DIPLOMATIC RELATIONS

Germany-Kenya: Sustaining the Wind of Change

In these trying times, it is important that we stand together as international community.

In Summary

• Unfortunately, the freedoms that were hard-won 30 years ago are not immutable.

• As societies, we are constantly confronted with dangers to our freedom. We again live in a period of growing superpower antagonisation.

Germany-Kenya: Sustaining the Wind of Change
Germany-Kenya: Sustaining the Wind of Change
Image: OZONE

Thirty years ago, a Wind of Change swept around the globe, bringing with it democracy to all Germans and many Europeans as well.

For the 40 years preceding our reunification, Germany was divided into a free West and a communist dictatorship in the East. I grew up in the East behind the so-called “iron curtain”, where government suppressed unwanted opinions and controlled our daily lives.

It had even built an actual wall to keep its citizens from escaping to the West into freedom. But it was the unrelenting demands for freedom of us East Germans that eventually tore down the Wall in November 1989, ushering in sweeping political change that led to the reunification on October 3, 1990. What we had previously thought was impossible became a reality. I could not believe it had happened when I think back of that Thursday night in East Berlin in 1989. Today we remember the sacrifices so many people made for this change. We thank our international partners who had trust in a united Germany and we celebrate the freedom and the European unification that it brought to us.

Germany’s reunification made it possible for me to join the German diplomatic corps three months later – an opportunity I would never have had in the old East German system. I remember how we hoped the end of the old Cold War superpower competition would be the beginning of a new era full of opportunities. Our European union proved us right in many ways, providing growing peace and prosperity to a whole continent throughout the past 30 years.

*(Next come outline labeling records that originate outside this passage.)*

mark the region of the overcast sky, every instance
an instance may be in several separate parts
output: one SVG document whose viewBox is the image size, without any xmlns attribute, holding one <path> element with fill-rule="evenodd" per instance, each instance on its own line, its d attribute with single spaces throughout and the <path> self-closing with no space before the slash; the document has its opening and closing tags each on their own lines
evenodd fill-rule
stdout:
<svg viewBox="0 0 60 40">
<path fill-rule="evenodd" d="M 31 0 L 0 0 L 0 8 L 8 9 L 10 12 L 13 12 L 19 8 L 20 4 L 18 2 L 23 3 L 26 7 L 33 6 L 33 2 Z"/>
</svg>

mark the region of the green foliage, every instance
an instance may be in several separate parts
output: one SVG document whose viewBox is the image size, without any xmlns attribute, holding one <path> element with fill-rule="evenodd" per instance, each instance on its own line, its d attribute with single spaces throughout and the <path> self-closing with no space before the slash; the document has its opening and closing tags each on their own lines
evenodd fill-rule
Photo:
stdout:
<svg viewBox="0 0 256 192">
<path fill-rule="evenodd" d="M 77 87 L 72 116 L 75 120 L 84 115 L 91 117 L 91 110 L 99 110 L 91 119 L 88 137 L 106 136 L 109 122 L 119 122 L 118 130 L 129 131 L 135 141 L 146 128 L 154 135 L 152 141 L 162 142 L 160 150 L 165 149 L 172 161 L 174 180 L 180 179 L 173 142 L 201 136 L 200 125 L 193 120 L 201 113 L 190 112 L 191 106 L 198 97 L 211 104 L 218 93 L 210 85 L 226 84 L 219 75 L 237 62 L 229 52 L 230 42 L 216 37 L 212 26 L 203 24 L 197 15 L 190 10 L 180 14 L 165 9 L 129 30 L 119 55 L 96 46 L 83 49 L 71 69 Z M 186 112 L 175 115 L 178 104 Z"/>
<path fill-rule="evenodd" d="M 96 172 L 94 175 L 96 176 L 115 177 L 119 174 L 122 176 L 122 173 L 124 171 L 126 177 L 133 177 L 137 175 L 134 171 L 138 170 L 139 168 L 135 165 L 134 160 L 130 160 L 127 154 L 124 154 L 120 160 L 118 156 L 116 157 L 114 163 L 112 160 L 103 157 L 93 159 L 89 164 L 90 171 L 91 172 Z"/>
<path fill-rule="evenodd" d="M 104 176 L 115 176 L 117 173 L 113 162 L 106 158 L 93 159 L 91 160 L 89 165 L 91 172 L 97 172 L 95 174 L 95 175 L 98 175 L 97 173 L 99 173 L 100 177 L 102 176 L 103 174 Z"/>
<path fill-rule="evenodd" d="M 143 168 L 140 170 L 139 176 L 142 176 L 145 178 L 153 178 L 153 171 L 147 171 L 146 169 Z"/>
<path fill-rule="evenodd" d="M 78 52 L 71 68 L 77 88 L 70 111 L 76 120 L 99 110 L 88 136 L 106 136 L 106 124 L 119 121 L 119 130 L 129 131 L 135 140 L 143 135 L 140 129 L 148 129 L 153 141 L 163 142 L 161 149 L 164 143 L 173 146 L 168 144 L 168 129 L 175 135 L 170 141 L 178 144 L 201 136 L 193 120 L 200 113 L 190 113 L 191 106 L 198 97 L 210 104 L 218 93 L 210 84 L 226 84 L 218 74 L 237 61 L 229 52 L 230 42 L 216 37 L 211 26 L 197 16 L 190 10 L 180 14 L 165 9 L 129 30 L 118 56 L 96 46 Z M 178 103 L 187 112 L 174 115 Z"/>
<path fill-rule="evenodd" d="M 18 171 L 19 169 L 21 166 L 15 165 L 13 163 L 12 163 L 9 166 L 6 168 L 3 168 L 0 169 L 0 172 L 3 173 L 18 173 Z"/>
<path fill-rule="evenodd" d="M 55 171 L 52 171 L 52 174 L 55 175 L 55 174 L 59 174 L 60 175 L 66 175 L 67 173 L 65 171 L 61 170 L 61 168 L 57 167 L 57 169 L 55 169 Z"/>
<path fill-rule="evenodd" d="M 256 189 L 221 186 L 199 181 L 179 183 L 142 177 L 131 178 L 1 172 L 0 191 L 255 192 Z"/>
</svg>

The Wind of Change did not only blow in Germany, but also shook up political systems elsewhere. The Soviet Union ceased to exist in 1991. Old systems also collapsed elsewhere and a new wave of multilateral cooperation ensued, increasing human development in the world. Here in Kenya, one-party-rule ended in 1992.

Unfortunately, the freedoms that were hard-won 30 years ago are not immutable. As societies, we are constantly confronted with dangers to our freedom. We again live in a period of growing superpower antagonisation.

Climate change is real everywhere, rendering weather patterns extreme, leading to very hot summers in Germany and unprecedented droughts and flooding here in Kenya and the region. Digitalisation provides endless opportunities for personal growth, but at the same time can be used to curtail individual freedoms and manipulate elections through the instantaneous spread of lies and fake news. The new freedoms are precious and must be used wisely.

This year has been terrible. So many lives have been lost and around the globe, the economic costs of measures to contain coronavirus are only just starting to become apparent. Years of human development have possibly been wiped out. The ramifications are becoming a threat to world peace and international security, as the UN Secretary General warned in April.

In these trying times, it is important that we stand together as international community. Multilateralism matters today more than ever in a world where threats to our global economic and political stability seem to multiply. The global health crisis Covid-19 brought over us perfectly illustrates that it is not possible to fight Covid or other transnational threats as individual nations. We need each other.

Germany and Kenya are medium-sized regional powers that have to work as partners on the international stage. It is with hope that we look at Kenya’s membership in the UN Security Council that will soon begin.

Our two countries share many similar interests: We need to find urgent solutions to tackling climate change. Germans look with envy at Kenya’s share of over 85 per cent renewables in electricity generation, and we are willing to support in expanding these capabilities further.

To fight Covid-19, Germany committed €7 million in Kenya alone to support mobile testing laboratories, train personnel or support over 50 Kenyan start-ups on top of the €450 million we gave for the UN’s Covid-response.

Our development cooperation concentrates on providing opportunities for Kenya’s youth through technical and vocational education and training. Moreover, in February this year, our President, Frank-Walter Steinmeier, visited to reaffirm the friendship between us since Germany was the first country that recognised Kenya after Independence.

I am convinced Kenya and Germany can build on a reliable and long-lasting relationship to tackle the many threats to the achievements that the positive Wind of Change brought to our countries and the world 30 years ago.